Thursday, June 21, 2012

Teeth


The 20-Teens at 60(copyright 2012):  Teeth
            I am really getting worried about my teeth.  I had great teeth as a kid:  gleaming, straight and with no cavities. My parents were young and dental insurance was hard to come by, so dental care consisted of twice daily brushing, not eating candy, and regular visits from the Tooth Fairy.  When I was about six, I remember going to the dentist to have my upper baby teeth pulled because the next set had taken its position at full attention behind them.  I don’t remember much about that episode other than it was really scary, really painful, and cost my parents a large amount of their meager income.
Since then I have been haunted by nightmares of losing my teeth, and as I became an adult, those dreadful dreams were set in increasingly humiliating locales.  As a new teacher, I not only dreamt every August of being unclothed behind the podium, (aka “The Teacher’s Nightmare”), but in it my teeth waggled insecurely in their sockets. Facing a class of grinning second graders could send me home with a panic attack, so instead I taught high school.  In my slumbers, I’d be giving some profound presentation at an international conference when I would be reduced to mumbling and forced to send my fingers into my mouth to retrieve yet another lost bicuspid.  When I could finally afford excellent dental insurance, I used it regularly to prevent the possibility of either a repeat of the extraction or the manifestation of the night terrors.
Like millions of others in this wonderful, inequitable, yet equal nation of ours, I find myself in my sixties after decades in the workforce without the funds or the insurance (pension plans dropped coverage decades ago) to take care of my teeth when I most need the care.  Years of enthusiastic brushing led to weakened enamel (who knew?).  Old fillings are giving way, requiring root canals and crowns.  My smile is still bright and sincere, but now I am awakened by dreams of tooth loss that are too close to reality to be ignored.  Every person I see during my daily adventures who lacks any piece of the complete dental mosaic inspires me to bite down gently and inhale through my teeth to make sure they are all still there.  Any hint of dental pain sends me to debating the pros and cons of tooth loss versus financial disaster.

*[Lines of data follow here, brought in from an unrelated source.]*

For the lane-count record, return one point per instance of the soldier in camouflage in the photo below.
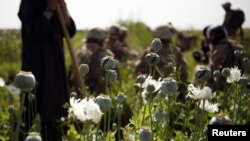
(224, 53)
(233, 20)
(91, 53)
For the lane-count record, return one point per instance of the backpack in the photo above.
(237, 57)
(238, 18)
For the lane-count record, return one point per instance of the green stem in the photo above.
(235, 101)
(20, 116)
(119, 126)
(151, 120)
(143, 116)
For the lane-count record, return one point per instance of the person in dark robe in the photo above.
(43, 55)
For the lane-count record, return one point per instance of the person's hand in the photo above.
(64, 11)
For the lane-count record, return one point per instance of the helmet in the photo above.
(114, 30)
(96, 33)
(226, 5)
(123, 30)
(163, 32)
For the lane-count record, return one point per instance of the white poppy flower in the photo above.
(235, 75)
(197, 93)
(151, 85)
(85, 109)
(13, 89)
(211, 108)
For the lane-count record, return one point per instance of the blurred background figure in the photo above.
(225, 53)
(233, 21)
(184, 42)
(201, 56)
(91, 53)
(113, 42)
(43, 55)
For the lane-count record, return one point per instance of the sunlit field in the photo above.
(157, 114)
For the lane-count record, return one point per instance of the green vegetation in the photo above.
(139, 38)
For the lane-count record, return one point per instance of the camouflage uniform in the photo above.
(223, 55)
(91, 53)
(115, 45)
(169, 56)
(233, 20)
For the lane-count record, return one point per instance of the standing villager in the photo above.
(233, 21)
(43, 55)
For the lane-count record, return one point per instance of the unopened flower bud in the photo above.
(141, 79)
(150, 88)
(225, 72)
(161, 95)
(111, 75)
(108, 62)
(216, 74)
(25, 80)
(237, 52)
(156, 44)
(73, 94)
(104, 102)
(203, 74)
(152, 58)
(114, 126)
(11, 109)
(31, 96)
(205, 132)
(84, 69)
(145, 135)
(120, 98)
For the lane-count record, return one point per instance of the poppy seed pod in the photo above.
(203, 74)
(111, 75)
(225, 72)
(33, 137)
(145, 135)
(108, 62)
(152, 58)
(243, 82)
(169, 86)
(104, 102)
(156, 44)
(25, 80)
(220, 119)
(120, 98)
(159, 115)
(11, 109)
(84, 69)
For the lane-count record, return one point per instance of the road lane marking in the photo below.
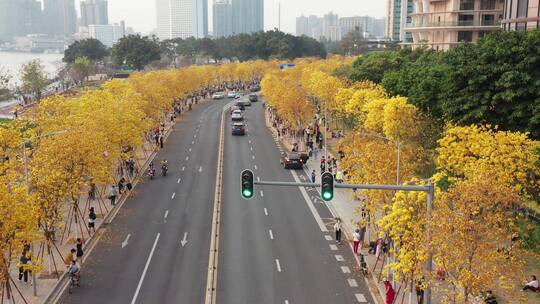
(278, 266)
(360, 298)
(311, 207)
(134, 300)
(125, 242)
(183, 242)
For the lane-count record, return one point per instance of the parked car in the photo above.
(291, 161)
(238, 128)
(218, 95)
(237, 115)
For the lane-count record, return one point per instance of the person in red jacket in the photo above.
(390, 294)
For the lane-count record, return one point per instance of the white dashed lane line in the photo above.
(278, 266)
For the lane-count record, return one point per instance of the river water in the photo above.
(12, 62)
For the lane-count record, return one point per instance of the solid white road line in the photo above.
(360, 298)
(311, 207)
(134, 300)
(278, 266)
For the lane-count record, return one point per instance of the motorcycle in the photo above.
(151, 172)
(164, 169)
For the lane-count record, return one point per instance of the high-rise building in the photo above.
(20, 18)
(222, 19)
(521, 15)
(60, 17)
(445, 24)
(108, 34)
(330, 27)
(94, 12)
(248, 16)
(182, 18)
(397, 16)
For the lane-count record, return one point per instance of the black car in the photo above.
(238, 128)
(291, 161)
(240, 105)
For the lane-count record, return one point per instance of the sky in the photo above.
(141, 14)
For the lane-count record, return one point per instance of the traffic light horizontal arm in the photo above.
(424, 188)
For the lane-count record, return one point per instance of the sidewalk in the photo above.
(49, 282)
(345, 206)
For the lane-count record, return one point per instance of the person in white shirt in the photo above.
(532, 285)
(337, 229)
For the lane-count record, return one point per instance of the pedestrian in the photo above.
(24, 260)
(113, 194)
(356, 240)
(70, 257)
(337, 230)
(92, 220)
(390, 294)
(92, 192)
(80, 252)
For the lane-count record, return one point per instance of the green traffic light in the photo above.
(327, 196)
(247, 193)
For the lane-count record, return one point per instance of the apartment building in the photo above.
(443, 24)
(521, 15)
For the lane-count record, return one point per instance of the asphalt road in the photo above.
(275, 248)
(175, 273)
(272, 249)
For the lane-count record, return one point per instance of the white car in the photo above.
(237, 115)
(218, 95)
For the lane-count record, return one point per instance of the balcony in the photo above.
(462, 25)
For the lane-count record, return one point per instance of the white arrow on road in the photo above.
(184, 240)
(124, 243)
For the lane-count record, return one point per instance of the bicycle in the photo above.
(74, 280)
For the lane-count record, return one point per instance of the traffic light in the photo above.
(327, 186)
(247, 184)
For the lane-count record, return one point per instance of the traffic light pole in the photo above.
(429, 189)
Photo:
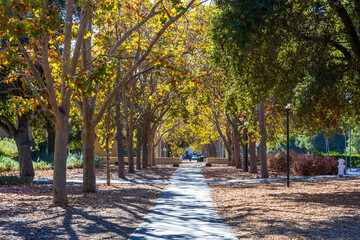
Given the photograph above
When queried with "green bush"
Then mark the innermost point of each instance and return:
(8, 147)
(8, 164)
(13, 180)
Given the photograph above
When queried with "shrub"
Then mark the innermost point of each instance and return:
(74, 160)
(8, 147)
(8, 164)
(43, 157)
(42, 165)
(315, 165)
(355, 159)
(13, 180)
(278, 162)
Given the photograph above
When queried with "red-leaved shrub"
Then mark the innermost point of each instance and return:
(310, 165)
(277, 162)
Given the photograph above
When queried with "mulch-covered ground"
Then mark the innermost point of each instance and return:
(113, 212)
(151, 173)
(231, 173)
(312, 209)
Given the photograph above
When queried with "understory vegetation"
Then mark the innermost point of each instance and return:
(41, 161)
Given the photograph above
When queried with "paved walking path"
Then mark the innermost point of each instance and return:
(184, 211)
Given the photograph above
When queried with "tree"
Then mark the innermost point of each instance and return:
(49, 45)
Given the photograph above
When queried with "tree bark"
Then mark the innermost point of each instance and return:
(138, 149)
(89, 176)
(130, 151)
(150, 153)
(245, 152)
(62, 129)
(252, 150)
(237, 157)
(23, 144)
(51, 141)
(263, 139)
(119, 139)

So what is to be done?  I ask this on both a micro- and a macro- level:  what can be done to help aging Americans in today’s unexpected circumstances to keep their teeth as long as possible? Medicare won’t cover routine dental care but will pay if a botched extraction results in infection.  It will cover dental care if the lack of dental care prevents treatment of an unrelated severe condition (like___???).  In other words, Medicare won’t pay for prevention, but it’ll cover the things that are about to kill you.  Some friends and family have gone to Mexico for their dental work, but many of us who worked so hard and have lost so much in The Great Recession will simply eat softer food.  I wonder if there is any chance we can get care from Bernie Madoff’s prison dentist?
I will continue to be grateful for the affordable (just) dental plan that sends me to a smudgy office in a nearby strip mall.  If it comes down to saving a tooth or making a house payment, however, I may have to really ponder.  My smile has helped me to teach, to learn, to love, and to face life’s tragedies; it only makes sense to continue to take care of my best feature first.  And while it is true that one cannot live in a grin, you sure as heck can’t chew with a house.  In the meantime, I’ll continue to brush (and floss), not eat candy, and hope that our national medical and dental care dilemmas can be resolved before The Tooth Fairy starts visiting again.